A similar story can be told of monetary policy. The one-size-fits-all policy (with that size tailored to your typical German, by the way) means monetary policy is never at the right level for Greece, even as her economy is throttled to death by tight monetary conditions.

The economic consequences of the peace

It was ever thus. 100 years ago it was Germany on the receiving end of brutal austerity, administered as a punishment for the First World War, much the same way that Greek austerity looks more like a punishment than a cure.

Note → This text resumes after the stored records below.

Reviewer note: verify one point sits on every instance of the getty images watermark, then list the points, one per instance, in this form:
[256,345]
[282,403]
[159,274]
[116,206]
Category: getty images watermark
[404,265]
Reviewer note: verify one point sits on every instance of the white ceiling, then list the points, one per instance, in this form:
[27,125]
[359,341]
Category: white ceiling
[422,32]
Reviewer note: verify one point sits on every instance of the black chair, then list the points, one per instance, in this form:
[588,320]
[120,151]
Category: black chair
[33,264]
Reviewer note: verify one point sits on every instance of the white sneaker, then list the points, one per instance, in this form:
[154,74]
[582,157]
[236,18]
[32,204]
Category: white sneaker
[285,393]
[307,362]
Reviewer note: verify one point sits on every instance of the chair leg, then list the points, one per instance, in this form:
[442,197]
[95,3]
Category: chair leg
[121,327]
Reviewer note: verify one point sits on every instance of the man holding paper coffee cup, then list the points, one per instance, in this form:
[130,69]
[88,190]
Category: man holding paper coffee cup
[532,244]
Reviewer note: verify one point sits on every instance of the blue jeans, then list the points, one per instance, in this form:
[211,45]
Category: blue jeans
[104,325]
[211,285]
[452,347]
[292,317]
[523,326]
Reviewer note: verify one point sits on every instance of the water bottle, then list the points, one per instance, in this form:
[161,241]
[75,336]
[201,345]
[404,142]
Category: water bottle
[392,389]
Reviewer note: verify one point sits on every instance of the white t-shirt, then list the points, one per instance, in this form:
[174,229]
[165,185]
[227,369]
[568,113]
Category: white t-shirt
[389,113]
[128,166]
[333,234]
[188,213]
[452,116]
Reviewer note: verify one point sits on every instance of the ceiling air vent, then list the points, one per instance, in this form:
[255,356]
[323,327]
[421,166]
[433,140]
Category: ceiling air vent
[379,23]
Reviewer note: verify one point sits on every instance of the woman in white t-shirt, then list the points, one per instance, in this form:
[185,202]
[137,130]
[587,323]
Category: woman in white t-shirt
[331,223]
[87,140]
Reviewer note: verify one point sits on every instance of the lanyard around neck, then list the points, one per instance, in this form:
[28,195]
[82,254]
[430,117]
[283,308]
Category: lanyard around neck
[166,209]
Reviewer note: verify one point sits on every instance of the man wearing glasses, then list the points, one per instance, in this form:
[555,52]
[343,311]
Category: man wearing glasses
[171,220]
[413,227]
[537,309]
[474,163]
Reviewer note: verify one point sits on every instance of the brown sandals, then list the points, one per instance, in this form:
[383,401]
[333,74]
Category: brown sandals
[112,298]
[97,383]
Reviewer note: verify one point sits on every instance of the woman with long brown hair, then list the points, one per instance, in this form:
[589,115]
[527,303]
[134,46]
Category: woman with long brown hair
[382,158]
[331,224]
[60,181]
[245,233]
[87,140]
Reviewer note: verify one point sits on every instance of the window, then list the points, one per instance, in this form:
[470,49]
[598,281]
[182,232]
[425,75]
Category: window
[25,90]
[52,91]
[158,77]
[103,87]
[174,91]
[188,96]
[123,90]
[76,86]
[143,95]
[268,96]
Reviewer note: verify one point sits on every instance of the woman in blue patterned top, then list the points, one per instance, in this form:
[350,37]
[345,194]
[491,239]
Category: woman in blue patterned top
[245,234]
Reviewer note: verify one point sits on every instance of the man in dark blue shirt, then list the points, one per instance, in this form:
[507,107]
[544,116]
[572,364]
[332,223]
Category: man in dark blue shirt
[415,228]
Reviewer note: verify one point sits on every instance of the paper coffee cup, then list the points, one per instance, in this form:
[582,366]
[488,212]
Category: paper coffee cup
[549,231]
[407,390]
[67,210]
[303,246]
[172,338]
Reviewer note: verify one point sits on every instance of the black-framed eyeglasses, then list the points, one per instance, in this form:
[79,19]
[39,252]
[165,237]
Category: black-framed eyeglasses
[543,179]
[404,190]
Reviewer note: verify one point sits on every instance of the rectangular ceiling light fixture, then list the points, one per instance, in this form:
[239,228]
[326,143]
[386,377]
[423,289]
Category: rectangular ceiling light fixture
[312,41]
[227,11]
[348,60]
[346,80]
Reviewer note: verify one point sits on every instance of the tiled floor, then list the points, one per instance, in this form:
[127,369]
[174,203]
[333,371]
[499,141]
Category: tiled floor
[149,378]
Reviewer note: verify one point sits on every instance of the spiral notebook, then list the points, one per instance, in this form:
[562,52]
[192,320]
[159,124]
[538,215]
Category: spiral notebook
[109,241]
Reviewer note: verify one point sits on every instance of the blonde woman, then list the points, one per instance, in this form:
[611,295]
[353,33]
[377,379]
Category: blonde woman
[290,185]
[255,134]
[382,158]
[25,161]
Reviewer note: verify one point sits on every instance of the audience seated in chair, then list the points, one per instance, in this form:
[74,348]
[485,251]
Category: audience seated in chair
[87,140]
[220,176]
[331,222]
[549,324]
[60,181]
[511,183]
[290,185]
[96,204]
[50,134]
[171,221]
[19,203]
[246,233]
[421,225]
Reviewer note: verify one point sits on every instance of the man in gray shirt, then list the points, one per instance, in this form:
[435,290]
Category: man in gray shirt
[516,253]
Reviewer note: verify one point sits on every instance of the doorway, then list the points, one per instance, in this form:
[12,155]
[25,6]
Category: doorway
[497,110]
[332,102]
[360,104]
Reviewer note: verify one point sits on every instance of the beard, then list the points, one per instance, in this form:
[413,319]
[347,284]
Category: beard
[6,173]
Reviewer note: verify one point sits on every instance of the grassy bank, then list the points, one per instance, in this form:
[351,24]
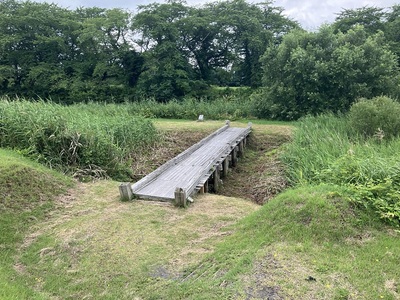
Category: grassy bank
[89,140]
[27,193]
[309,242]
[327,150]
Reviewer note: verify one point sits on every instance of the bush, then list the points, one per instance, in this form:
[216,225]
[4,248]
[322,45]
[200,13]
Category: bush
[377,117]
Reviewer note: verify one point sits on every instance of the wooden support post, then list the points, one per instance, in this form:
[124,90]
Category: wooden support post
[180,197]
[206,187]
[201,190]
[125,191]
[225,168]
[216,178]
[241,148]
[233,157]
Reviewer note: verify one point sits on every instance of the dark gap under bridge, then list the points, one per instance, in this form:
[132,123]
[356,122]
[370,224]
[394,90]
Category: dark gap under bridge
[197,169]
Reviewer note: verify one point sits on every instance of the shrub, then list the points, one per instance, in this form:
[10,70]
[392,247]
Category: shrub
[377,117]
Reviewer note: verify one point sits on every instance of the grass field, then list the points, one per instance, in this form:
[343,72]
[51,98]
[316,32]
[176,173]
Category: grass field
[306,243]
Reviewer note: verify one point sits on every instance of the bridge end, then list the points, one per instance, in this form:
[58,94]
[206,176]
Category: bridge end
[180,197]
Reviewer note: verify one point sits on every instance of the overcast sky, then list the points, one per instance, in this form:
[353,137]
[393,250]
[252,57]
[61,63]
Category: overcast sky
[310,13]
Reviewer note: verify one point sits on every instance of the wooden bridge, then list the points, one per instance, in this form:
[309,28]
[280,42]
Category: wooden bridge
[198,169]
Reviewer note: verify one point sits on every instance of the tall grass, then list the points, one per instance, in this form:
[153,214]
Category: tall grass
[327,149]
[231,108]
[92,140]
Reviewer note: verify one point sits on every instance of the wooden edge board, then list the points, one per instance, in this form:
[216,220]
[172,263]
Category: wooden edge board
[153,175]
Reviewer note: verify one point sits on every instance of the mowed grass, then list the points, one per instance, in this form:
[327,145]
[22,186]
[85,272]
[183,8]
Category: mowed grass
[307,243]
[27,192]
[101,248]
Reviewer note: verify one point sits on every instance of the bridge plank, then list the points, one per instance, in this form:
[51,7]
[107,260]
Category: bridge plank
[193,168]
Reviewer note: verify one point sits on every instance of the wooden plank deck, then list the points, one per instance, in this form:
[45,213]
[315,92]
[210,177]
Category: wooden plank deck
[191,169]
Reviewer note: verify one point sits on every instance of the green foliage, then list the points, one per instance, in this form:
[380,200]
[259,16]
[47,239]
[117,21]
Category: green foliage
[27,192]
[327,149]
[93,140]
[229,107]
[377,117]
[311,73]
[372,18]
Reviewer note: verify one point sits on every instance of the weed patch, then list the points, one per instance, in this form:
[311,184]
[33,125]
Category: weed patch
[88,140]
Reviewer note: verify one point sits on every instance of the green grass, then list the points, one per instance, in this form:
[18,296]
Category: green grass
[326,149]
[27,191]
[303,232]
[219,248]
[224,108]
[90,140]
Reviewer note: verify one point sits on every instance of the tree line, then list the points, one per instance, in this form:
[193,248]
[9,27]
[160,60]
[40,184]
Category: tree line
[172,50]
[163,50]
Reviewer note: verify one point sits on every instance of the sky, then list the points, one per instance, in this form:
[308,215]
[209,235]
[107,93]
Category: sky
[311,14]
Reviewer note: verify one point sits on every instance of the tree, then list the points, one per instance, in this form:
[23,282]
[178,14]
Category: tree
[371,18]
[310,73]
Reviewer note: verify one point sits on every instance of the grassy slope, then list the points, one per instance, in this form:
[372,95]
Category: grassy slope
[104,249]
[26,193]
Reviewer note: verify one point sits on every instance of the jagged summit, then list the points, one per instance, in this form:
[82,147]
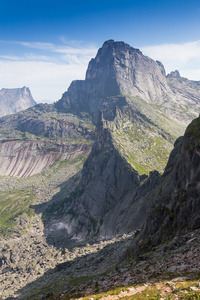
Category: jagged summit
[117,70]
[15,100]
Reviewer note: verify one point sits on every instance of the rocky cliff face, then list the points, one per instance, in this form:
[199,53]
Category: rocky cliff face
[14,100]
[187,92]
[26,158]
[117,70]
[34,139]
[175,206]
[106,201]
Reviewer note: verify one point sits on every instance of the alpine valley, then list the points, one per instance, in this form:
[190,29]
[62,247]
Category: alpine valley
[100,190]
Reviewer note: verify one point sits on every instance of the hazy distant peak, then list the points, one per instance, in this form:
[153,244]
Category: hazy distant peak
[174,74]
[15,99]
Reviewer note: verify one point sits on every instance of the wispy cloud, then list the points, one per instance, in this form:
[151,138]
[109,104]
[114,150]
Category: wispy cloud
[185,57]
[46,68]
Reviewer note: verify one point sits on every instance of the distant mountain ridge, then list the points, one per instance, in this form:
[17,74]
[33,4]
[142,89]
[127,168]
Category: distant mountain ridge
[15,100]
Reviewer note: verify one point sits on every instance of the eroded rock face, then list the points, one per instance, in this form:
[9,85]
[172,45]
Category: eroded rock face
[117,70]
[187,91]
[106,202]
[14,100]
[175,202]
[26,158]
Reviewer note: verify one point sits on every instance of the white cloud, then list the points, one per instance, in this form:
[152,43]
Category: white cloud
[183,57]
[46,80]
[48,71]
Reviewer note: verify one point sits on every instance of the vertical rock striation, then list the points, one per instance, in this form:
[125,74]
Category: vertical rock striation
[14,100]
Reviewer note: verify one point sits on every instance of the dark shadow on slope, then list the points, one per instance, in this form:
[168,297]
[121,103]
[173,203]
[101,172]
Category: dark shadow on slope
[63,278]
[53,210]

The great 20th century economist John Maynard Keynes walked away from the signing of the Treaty of Versailles before the conference finished, disgusted by the delight the victors took in imposing their will on the vanquished. The creditor countries demanded Germany and her European allies make good on their debts – never mind the human consequences.

Eurogroup president Jeroen Dijsselbloem, who
has led negotiations with Greece. Photo
courtesy of the European Council.
“It might be an exaggeration to say that it is impossible for the European Allies to pay the capital and interest due from them on these debts, but to make them do so would certainly be to impose a crushing burden,” Keynes wrote in The Economic Consequences of the Peace.The existence of the great war debts is a menace to financial stability everywhere.”

For these reasons, Greece is absolutely right to say no to her creditors. Acceptance would not only be an economic and moral disaster, it would be acquiescence in their misguided and small-minded brand of century-old thinking. I take a small amount of hope from Wolfgang Münchau, who wrote in the FT recently that Greece cannot lose – either she gets a reasonable package from her creditors or she leaves the eurozone, leaves crushing austerity and tight money behind, and rebalances her economy.

Exit from the eurozone would be extremely painful in the short term. Greece would likely have to impose capital controls, there would be great instability in financial markets worldwide, and her economy would likely take an even greater nosedive in the short term. But longer term, she could begin rebuilding.

The remains of the eurozone will have to think seriously about the future of their endeavour. It has inflicted ruin on millions of innocent people. It cannot go on in this way.